Em contrapartida, a segunda medida não se afigura adequada para garantir a realização dos objetivos da boa gestão dos transportes, do tráfego e do espaço público. Com efeito, antes de mais, não foram contrariados no Tribunal de Justiça os argumentos apresentados a favor dos serviços de TVDE que tendem a demonstrar que esses serviços podem, na realidade, favorecer a realização dos referidos objetivos, nomeadamente através da redução do recurso ao veículo privado, da contribuição desses serviços para o objetivo de uma mobilidade eficiente e inclusiva, graças ao seu nível de digitalização e de flexibilidade na prestação de serviços, e através da utilização de veículos com energias alternativas, encorajada pela regulamentação estatal relativa aos serviços de TVDE.

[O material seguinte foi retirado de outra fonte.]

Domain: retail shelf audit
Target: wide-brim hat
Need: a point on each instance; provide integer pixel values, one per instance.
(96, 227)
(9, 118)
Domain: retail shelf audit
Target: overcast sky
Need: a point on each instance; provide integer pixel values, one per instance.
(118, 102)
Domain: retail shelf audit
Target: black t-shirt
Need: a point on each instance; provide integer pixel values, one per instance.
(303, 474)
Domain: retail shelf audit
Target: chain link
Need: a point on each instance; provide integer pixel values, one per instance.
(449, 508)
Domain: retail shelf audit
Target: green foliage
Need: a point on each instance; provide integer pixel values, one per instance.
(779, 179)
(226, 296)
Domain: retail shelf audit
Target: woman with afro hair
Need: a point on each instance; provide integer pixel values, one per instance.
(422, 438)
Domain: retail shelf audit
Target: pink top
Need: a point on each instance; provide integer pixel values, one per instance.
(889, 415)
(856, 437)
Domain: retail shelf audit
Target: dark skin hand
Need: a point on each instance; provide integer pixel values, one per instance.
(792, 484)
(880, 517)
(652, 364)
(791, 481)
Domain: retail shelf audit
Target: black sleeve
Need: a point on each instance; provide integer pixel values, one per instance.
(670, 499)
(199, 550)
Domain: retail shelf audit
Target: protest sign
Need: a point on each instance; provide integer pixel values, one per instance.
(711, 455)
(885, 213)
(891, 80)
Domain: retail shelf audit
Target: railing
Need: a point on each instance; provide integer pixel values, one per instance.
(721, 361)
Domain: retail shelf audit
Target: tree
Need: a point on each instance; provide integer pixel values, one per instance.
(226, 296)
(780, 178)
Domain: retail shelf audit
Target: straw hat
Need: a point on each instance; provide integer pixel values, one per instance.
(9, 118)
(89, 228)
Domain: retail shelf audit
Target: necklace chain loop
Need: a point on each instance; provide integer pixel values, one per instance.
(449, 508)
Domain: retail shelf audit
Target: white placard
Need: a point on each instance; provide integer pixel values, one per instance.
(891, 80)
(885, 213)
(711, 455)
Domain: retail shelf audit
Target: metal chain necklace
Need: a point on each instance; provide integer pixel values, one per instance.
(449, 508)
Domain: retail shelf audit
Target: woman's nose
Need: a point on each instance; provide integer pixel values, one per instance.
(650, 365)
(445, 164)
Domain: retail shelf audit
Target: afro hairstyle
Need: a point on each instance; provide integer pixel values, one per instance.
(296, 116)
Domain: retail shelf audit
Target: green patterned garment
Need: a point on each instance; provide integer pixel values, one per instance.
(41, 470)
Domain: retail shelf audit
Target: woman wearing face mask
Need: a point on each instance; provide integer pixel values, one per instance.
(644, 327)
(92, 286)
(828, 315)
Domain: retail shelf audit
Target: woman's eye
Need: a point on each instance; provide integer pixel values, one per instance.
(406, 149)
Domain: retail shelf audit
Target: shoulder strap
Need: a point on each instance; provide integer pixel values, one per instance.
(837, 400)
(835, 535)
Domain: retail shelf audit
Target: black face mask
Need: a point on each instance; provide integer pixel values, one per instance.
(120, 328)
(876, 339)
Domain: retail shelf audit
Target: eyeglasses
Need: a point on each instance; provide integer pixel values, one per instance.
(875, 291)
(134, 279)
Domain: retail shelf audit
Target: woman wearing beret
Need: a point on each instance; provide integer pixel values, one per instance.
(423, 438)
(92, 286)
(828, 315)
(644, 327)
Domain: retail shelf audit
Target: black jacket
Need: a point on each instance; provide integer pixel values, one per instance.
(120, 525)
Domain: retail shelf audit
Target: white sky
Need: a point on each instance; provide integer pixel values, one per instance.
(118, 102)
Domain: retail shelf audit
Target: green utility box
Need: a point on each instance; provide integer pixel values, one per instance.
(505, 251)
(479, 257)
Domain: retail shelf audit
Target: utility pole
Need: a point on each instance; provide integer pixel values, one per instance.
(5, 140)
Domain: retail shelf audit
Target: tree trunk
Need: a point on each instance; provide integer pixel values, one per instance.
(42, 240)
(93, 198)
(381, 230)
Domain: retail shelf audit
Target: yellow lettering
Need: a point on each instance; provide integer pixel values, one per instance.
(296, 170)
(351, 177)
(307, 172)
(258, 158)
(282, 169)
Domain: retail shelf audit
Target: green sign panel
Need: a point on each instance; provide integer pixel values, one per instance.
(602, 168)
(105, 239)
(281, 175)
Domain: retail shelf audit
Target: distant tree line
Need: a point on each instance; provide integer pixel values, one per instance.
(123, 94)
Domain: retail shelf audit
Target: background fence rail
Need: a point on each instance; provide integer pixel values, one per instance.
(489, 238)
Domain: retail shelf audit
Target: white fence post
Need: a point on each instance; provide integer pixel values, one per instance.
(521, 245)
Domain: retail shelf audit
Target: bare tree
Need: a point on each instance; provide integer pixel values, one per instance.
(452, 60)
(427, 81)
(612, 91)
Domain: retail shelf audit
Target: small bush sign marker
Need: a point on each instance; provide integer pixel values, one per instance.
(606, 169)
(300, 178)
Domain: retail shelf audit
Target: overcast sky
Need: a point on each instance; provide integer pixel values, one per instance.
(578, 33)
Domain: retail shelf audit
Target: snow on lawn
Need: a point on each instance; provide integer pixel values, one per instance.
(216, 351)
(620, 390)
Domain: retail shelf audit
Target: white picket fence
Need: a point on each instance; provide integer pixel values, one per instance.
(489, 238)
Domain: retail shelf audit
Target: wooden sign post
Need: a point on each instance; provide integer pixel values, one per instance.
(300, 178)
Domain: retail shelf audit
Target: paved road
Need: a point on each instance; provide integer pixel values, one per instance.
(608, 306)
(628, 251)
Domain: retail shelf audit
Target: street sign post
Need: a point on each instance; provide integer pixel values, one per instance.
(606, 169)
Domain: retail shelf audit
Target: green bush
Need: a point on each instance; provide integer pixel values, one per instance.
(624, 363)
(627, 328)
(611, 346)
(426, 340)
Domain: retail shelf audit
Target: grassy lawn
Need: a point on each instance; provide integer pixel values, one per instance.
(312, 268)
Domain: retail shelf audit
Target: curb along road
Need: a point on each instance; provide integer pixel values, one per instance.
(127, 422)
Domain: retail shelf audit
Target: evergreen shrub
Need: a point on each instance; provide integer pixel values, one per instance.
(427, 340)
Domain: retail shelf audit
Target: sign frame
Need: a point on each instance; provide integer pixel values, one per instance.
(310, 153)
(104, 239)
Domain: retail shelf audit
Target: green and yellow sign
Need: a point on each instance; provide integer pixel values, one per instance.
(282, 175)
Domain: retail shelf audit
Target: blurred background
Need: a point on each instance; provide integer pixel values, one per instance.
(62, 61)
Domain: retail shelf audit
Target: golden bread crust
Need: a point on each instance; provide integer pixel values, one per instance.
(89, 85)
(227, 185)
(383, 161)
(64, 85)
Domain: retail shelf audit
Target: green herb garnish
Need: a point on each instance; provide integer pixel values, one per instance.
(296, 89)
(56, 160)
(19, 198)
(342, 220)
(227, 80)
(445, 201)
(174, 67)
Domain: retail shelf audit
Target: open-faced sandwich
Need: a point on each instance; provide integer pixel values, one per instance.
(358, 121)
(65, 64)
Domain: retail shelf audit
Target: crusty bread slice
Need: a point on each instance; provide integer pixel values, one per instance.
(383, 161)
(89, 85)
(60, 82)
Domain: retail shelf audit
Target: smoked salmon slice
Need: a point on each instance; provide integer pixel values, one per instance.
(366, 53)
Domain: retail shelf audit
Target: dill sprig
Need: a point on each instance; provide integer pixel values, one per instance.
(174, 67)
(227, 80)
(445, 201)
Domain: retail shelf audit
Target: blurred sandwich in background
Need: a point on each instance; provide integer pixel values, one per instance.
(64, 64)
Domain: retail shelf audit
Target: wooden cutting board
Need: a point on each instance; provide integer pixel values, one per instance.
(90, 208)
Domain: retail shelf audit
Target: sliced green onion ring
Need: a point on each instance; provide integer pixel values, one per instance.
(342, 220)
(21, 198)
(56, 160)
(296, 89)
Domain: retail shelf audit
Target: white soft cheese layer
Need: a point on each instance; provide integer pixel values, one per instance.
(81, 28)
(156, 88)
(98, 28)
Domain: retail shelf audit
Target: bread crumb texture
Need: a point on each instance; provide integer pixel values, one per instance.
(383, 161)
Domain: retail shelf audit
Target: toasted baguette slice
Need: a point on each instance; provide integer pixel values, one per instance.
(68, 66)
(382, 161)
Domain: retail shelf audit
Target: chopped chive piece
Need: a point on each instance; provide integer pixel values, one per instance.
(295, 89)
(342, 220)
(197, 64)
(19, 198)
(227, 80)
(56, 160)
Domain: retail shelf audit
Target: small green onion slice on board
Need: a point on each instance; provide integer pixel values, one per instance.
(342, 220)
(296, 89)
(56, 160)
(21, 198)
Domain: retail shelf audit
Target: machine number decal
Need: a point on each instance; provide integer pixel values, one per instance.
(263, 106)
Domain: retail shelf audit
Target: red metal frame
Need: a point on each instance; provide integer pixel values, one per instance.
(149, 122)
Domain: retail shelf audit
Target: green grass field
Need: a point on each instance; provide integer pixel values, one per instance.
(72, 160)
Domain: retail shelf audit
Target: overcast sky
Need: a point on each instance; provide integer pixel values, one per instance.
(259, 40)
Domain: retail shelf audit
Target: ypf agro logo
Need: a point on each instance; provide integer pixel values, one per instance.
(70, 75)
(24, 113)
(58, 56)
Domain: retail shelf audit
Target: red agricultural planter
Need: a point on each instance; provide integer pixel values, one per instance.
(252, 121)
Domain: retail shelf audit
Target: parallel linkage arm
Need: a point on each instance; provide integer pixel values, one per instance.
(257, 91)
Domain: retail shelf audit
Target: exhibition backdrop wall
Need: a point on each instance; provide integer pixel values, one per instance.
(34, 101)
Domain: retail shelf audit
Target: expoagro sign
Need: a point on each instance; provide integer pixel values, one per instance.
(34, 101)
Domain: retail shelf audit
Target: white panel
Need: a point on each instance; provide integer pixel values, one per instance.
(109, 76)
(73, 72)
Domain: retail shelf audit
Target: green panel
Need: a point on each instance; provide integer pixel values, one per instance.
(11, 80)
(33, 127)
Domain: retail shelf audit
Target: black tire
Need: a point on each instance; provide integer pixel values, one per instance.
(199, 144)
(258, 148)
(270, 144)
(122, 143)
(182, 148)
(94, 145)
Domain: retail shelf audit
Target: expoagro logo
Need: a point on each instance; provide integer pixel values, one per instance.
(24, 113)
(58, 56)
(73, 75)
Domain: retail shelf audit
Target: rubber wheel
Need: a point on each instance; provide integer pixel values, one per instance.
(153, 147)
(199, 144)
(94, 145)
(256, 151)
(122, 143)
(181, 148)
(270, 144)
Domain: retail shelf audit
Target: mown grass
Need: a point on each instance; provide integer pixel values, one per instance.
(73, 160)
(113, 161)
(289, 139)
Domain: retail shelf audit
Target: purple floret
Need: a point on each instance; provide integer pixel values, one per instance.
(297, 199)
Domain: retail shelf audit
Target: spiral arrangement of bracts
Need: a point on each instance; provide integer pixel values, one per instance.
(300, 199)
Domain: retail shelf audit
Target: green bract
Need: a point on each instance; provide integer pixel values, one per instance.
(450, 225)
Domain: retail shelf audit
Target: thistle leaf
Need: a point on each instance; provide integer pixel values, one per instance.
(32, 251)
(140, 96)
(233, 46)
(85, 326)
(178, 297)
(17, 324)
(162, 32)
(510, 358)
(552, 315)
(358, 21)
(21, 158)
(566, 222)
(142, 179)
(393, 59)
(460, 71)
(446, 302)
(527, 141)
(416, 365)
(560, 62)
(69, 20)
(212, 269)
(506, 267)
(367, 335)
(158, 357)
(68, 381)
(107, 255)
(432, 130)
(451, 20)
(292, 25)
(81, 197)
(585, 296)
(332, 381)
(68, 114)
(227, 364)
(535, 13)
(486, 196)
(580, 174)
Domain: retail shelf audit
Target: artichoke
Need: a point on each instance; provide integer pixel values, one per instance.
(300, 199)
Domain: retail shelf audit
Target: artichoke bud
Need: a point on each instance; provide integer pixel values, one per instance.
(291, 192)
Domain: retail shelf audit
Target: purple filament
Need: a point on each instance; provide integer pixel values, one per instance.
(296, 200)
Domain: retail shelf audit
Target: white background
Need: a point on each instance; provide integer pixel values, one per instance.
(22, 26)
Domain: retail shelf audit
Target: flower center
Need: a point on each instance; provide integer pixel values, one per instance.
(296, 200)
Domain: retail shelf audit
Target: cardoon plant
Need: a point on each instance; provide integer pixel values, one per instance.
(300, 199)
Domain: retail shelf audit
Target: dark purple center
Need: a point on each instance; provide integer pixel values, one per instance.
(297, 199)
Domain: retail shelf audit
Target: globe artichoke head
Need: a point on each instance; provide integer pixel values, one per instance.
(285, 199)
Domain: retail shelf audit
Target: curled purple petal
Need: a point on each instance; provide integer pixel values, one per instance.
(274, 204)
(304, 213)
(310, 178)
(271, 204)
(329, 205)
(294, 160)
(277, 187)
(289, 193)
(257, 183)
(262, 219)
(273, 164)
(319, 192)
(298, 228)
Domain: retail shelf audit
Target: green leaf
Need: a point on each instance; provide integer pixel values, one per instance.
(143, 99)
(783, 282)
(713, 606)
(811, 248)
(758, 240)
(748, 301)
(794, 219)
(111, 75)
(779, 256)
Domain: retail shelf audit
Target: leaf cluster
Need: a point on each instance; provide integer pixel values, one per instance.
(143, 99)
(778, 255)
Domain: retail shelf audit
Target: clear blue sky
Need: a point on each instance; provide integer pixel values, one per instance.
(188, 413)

Em seguida, não se pode excluir que um eventual impacto da frota de TVDE no transporte, no tráfego e no espaço público na aglomeração de Barcelona possa ser adequadamente limitado por medidas menos restritivas do que uma limitação das licenças. Assim, o Tribunal de Justiça refere‑se, a título exemplificativo, a medidas de organização dos serviços de TVDE, a limitações desses serviços durante determinados horários ou ainda a restrições de circulação em determinados espaços. O Tribunal de Justiça acrescenta que não se pode excluir que o objetivo de proteção do ambiente na aglomeração de Barcelona possa ser alcançado através de medidas menos lesivas da liberdade de estabelecimento, como limites de emissão aplicáveis aos veículos que circulam nessa aglomeração.


1      V. artigo 99.º do Regulamento de Processo do Tribunal de Justiça.